Here are a few tips to get started:

a) Welcome every hire to your communication channel. Let them and your team introduce each other.

b) Convert Kit records a ‘get to know me’ podcast with every new hire. Each team member listens to it to get a head start on building relationships with the new hire.

c) Pair random people with each other across your team for 1-on-1 communication. They can discuss their likes/dislikes, favorites, and anything to befriend themselves.

d) Schedule one day every month as a FUN day. That day the team members can cross-communicate, play games, read together, or do anything for fun.  

e) Celebrate each employee’s contributions. Applaud their efforts in front of everyone. Reward them. Celebrations shouldn’t be limited to massive milestones. One company created a personal emoji for each employee who had been there for six months.

f) Nothing builds trust and bonding more than face-to-face conversations. So, host annual retreats. Employees can meet at a single location and get to know each other.

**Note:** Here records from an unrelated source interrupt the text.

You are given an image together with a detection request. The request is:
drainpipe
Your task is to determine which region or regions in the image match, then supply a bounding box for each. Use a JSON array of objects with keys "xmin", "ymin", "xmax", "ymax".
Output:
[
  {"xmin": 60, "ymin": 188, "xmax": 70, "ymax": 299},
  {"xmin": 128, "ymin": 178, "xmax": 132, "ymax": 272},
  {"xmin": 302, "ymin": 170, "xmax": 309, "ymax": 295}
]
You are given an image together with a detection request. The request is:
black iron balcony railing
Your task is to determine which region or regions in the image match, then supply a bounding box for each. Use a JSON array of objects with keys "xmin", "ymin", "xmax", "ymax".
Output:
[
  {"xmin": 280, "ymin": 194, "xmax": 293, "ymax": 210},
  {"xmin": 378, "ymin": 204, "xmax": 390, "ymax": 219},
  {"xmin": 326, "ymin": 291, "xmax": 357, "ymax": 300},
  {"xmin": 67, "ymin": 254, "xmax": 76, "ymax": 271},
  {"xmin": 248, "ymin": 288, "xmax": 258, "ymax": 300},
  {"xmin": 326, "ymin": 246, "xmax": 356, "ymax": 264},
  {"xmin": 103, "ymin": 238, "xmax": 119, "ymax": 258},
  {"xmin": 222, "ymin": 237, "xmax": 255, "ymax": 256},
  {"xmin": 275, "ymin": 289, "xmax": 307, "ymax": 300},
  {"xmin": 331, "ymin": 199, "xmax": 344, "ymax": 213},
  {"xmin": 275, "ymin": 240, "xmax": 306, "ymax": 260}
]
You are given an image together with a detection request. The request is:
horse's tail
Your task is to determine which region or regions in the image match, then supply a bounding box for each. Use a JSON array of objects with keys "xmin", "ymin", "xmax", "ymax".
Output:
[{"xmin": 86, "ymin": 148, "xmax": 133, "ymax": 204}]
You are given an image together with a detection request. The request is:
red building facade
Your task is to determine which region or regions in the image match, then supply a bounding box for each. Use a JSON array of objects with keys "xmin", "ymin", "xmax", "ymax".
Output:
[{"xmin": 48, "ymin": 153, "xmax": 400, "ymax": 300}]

5. Provide mental health support

Mental health support

Another drawback of remote work is poor mental health. Many remote employees have reported adverse mental health due to excessive workload, expectations of being available 24/7, and limited opportunities to disconnect from work.

Here’s how you can promote positive mental health:

a) Don’t entertain working longer hours

b) Ask employees to shut off from work during weekends and vacations

c) Have resources (blogs/videos/lectures from mental health professionals) available for everyone to educate them.

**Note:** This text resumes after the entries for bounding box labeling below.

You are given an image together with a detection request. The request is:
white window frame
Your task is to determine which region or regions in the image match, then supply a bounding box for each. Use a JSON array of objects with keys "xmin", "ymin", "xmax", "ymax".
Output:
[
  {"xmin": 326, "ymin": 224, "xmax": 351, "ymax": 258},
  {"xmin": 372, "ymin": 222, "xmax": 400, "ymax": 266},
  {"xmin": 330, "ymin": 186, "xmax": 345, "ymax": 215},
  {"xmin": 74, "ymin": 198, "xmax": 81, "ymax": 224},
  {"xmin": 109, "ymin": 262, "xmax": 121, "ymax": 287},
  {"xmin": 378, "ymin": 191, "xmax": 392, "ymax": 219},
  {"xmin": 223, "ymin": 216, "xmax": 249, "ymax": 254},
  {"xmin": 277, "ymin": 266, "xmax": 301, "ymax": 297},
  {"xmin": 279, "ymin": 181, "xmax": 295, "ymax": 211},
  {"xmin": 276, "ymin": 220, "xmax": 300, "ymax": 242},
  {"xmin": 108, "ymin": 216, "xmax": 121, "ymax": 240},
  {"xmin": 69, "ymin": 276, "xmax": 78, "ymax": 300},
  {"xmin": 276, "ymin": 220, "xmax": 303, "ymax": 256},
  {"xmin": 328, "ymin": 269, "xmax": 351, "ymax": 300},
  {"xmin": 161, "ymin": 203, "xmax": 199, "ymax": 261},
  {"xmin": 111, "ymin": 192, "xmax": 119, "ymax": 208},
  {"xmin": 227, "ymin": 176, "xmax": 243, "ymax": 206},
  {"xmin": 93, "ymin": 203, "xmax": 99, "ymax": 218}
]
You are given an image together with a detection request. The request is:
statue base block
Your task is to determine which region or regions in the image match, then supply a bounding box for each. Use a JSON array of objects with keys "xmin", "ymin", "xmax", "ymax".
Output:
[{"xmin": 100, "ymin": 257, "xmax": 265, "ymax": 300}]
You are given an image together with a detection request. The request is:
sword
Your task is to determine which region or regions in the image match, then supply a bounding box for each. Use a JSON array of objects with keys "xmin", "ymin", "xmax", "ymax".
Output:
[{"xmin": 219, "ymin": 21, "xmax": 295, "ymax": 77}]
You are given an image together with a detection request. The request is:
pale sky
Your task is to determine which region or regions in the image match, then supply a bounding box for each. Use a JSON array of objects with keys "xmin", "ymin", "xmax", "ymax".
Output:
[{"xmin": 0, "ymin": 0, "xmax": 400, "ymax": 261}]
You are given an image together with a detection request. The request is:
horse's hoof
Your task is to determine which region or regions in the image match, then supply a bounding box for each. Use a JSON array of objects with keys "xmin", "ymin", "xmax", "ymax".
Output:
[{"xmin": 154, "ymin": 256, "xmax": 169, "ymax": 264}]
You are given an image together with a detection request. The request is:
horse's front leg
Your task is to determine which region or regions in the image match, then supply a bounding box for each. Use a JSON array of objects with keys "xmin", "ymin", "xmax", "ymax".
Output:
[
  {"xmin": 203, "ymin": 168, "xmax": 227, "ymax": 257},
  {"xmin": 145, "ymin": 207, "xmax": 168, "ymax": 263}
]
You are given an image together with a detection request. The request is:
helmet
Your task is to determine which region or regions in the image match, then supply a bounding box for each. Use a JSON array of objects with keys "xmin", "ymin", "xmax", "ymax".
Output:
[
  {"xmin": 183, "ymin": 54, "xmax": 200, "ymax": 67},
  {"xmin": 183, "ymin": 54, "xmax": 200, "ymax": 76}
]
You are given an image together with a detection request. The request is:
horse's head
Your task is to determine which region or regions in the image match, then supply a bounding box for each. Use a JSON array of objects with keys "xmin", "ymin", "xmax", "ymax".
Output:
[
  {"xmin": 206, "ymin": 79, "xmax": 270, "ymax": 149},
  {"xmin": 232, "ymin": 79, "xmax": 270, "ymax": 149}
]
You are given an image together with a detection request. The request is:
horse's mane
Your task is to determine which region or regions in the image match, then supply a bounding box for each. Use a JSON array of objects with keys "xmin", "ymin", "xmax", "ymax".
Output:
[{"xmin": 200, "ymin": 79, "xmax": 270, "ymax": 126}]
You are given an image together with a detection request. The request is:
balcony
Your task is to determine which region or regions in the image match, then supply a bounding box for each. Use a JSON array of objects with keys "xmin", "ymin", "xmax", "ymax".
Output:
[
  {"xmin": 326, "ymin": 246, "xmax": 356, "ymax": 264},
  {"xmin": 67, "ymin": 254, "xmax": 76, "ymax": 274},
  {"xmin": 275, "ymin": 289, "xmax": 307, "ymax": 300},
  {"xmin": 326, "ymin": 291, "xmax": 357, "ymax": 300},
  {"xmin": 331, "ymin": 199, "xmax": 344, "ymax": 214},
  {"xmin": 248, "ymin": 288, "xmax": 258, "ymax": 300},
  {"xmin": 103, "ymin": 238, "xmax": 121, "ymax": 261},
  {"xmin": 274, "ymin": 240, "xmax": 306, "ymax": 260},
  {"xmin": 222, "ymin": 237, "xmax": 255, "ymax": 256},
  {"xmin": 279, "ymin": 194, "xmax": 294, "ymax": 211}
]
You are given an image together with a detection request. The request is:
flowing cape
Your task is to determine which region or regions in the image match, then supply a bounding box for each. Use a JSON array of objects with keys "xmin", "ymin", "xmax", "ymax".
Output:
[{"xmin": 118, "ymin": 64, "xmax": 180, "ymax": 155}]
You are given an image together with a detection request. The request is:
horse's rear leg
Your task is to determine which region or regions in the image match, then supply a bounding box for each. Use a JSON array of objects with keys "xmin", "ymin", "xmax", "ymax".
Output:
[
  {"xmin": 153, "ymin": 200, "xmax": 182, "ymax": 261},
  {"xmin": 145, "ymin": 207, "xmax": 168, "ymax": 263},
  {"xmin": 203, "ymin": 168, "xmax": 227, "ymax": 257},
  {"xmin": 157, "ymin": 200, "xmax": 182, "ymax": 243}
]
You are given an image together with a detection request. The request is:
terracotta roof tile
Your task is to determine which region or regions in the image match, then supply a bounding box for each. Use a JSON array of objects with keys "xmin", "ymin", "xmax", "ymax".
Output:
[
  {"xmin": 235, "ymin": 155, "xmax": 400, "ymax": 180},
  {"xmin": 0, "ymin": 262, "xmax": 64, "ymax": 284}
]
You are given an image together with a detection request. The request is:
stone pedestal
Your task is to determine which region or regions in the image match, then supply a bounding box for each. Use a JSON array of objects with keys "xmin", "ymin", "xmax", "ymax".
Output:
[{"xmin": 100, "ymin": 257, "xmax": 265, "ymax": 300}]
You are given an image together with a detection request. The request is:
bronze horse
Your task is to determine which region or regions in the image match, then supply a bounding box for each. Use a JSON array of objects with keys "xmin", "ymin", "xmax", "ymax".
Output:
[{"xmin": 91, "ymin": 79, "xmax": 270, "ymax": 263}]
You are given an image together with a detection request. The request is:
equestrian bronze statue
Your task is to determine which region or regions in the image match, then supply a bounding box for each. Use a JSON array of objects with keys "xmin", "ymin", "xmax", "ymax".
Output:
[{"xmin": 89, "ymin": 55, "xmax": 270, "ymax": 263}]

d) Train your supervisors to check for any symptoms (decreased work productivity, reduced enthusiasm, not being able to concentrate, etc.) of mental health. If found, support the employee with professional help or paid holidays.

e) Make mental health conversations normal in your company. Don’t ridicule or ignore someone when they talk about their mental health. Instead, ask them to rest and provide free therapy sessions.

f) Provide freedom to employees to take days/weeks off to refresh themselves.

Set up your remote team for success

According to a study by Stanford University professor Nicholas Bloom, employees are at least 9% more productive while working remotely than in the office. But, you should support them all the while.

Apart from following the above tips, offer remote workers learning opportunities (paid membership to Udemy, Coursera, and other online courses) to upskill, promote work-life balance (provide vacation), and reward them for great work.